What we are seeing from PS5 trailers, is a full-on ray tracing solution is out of reach for another generation of consoles. The best they can do is to sprinkle some rt effects here and there. We actually know that for a quite long time, and xbox is no exception. Which puts PC RT in a peculiar position. The rt capability of RTX cards ( 2080 and up) will be far superior than console's, yet who's gonna develop a full-on ray tracing engine?
I don't think it would be too different from how things work today. If console games opt for having features enabled but they switch on/off at different thresholds (distance, roughness, etc.), are of lower resolution, only use it in specific circumstances, etc., the hook for PCs would probably be to introduce higher graphical settings over time that remove those constraints, and also do it at higher framerates and/or resolutions.
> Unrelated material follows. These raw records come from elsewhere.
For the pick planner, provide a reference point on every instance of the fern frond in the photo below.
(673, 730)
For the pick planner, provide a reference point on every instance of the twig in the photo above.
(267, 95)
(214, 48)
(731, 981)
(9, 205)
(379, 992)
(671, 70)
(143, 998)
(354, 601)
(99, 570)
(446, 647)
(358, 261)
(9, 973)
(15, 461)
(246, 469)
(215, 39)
By late gen there might be a complex AAA game where the console version would utilize it throughout their game's lighting but fall back to rasterization in certain circumstances or run it at a lower quality, but there's an Ultra setting for the excess power of a 5080 or 6080 that only uses full quality ray tracing. Like console games on PCs today it probably wouldn't really result in it looking like an entirely different game, some visual improvements just aren't that noticeable, but it allows it to go beyond "good enough" to a more complete, accurate picture.
There's Minecraft DXR and Quake II so I assume some work is going into creating path-traced videogames that are simpler or older, and there'll probably be a few indie games that try it, but we're probably years away from being at a point where something like a modern, fairly complex Unreal Engine game could be path traced at playable performance.